If you were to obtain a saliva or blood sample at the moment of awakening, you would likely see that your cortisol level is inappropriately high for that time of night when it should be low. Instead, it is showing a large surge of the sort that should occur at something like 7 a.m., part of the normal arousal process. The magnitude of surge provoking your awakening can also be higher than normal. So both circadian timing and the magnitude of cortisol rise can be inappropriate.
Conventional physicians do not even recognize the disruption of cortisol release as a legitimate issue, choosing instead to prescribe pharmaceuticals that essentially force you to sleep through the cortisol rise, but never address the disrupted timing nor the excessive surge. Functional and integrative healthcare practitioners have proposed a number of solutions over the years, solutions that have included supplemental melatonin, phosphatidylserine, “adaptogens” such as ashwaghanda, exercise, meditation, and a hodgepodge of others. In my experience, such efforts rarely work and the sufferer somehow muddles his or her way through by resorting to sleep crutches such as the antihistamine, diphenhydramine (Benadryl) or pharmaceuticals, or just dealing with it as it tapers back to normal over several years.
But, as with so many other aspects of health, it is becoming clear that the gastrointestinal (GI) microbiome plays a role. Interestingly, it appears to be a two-way pathway: sleep influences the composition of the GI microbiome; the GI microbiome influences patterns of sleep. For many of us making L. reuteri yogurt, for example, using my method of prolonged fermentation and prebiotic fiber supplementation, enjoy deep, profound sleep. I have suffered with insomnia, including periods of repeated early awakenings, for many decades. With L. reuteri consumption, I sleep deeply and nearly alway straight through the night with rare awakenings. Not everyone experiences with effect with L. reuteri, so it poses many questions to understand why there is variation in the response.
Here’s an interesting recent study looking at the effects of the CP2305 strain of Lactobacillus gasseri and its effects on stress-induced rises in salivary cortisol. In this study, there was a significant blunting of cortisol, modest after 6 weeks of consumption, more significant after 12 weeks of consumption:
They used heat-killed microbes, 10 billion per day. (They likely used heat-killed microbes in anticipation of commercializing the dead microbes as a pharmaceutical, since it is difficult to patent-protect live microbes. Killing the microbes, however, disables a crucial aspect of L. gasseri’s behavior: it’s ability, when alive, to colonize the small intestine and produce bacteriocins that reduce populations of fecal microbes, or species of Proteobacteria, and thereby blood levels of endotoxemia that could be expected to further improve health, including sleep.) If we believe these observations, it suggests that this microbe is able to suppress excessive stress-induced surges in cortisol. It does not help us understand, however, how to correct the inappropriate circadian timing of a surge. (Salivary samples were collected between 4 and 5 pm, not during the typical morning peak. Effects on the morning peak would have been interesting to see.)

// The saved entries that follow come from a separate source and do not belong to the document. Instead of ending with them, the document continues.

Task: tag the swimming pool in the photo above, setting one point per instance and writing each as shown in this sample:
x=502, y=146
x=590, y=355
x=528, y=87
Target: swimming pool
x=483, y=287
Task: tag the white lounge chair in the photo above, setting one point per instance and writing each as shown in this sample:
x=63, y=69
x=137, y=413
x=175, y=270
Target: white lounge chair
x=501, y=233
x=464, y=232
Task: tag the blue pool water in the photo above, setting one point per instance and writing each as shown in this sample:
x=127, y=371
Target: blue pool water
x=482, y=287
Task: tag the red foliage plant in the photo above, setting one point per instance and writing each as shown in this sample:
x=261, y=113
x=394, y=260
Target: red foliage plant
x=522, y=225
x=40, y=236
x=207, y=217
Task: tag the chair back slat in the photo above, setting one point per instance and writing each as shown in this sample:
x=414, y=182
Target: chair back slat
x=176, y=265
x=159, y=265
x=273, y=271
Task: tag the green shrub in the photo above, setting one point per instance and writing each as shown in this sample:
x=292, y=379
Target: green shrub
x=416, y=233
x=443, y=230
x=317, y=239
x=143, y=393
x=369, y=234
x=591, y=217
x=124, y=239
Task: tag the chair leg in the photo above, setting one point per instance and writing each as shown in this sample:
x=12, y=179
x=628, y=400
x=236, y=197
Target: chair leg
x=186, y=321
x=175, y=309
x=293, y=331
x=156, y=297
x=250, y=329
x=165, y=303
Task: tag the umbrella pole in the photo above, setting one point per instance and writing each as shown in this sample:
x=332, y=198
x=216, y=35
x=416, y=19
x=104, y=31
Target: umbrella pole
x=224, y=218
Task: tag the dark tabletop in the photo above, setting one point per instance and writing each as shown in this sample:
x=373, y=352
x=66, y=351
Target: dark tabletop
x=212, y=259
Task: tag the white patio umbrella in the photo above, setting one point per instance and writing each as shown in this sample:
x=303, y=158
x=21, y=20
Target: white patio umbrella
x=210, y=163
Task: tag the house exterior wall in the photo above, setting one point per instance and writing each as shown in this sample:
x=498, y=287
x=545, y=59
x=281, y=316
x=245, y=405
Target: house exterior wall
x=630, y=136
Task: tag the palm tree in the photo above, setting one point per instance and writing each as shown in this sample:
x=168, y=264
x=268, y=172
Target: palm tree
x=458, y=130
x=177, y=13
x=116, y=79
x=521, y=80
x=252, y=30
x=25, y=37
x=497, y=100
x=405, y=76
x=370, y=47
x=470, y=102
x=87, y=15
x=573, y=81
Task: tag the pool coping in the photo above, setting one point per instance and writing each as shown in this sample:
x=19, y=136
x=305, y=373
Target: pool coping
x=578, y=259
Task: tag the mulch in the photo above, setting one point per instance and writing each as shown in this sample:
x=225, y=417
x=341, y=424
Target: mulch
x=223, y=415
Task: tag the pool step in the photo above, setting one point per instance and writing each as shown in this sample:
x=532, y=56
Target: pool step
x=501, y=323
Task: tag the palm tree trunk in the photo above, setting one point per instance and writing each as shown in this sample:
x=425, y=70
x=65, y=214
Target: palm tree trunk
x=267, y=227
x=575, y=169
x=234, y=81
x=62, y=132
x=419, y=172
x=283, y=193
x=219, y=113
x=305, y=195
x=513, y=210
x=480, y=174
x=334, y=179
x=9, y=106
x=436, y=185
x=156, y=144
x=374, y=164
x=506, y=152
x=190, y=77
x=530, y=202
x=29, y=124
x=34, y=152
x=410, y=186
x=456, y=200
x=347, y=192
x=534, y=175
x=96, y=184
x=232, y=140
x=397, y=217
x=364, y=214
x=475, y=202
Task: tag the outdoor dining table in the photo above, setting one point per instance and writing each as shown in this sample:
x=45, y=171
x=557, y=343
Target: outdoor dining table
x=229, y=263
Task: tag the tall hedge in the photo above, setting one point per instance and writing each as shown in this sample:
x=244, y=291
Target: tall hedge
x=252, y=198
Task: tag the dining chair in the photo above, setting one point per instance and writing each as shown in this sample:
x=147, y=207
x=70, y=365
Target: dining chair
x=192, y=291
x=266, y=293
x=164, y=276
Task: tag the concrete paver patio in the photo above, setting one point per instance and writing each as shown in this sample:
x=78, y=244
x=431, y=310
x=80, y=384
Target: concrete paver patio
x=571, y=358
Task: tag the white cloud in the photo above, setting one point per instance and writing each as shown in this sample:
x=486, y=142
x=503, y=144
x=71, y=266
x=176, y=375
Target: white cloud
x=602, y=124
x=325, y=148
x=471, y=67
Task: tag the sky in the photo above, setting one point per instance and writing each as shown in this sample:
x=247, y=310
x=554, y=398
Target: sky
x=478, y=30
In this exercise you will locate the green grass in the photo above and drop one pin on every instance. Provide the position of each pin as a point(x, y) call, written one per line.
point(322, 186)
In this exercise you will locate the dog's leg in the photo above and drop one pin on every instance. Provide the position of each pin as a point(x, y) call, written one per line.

In our real-world experience, of course, we do not use heat-killed microbes. Instead, we use prolonged fermentation as “yogurt” with either the BNR-17 or SBT2055 strains to obtain somewhere around 300 billion CFUs per 1/2-cup serving. Anecdotally, this has worked wonderfully in a handful of people who were suffering with stress-induced early morning awakenings. Should you give this strategy a try, please share your experience with us. As with the L. reuteri and other microbes we’ve been fermenting this way, we are learning about effects that have not yet been reported or fully characterized by the scientists studying such microbes.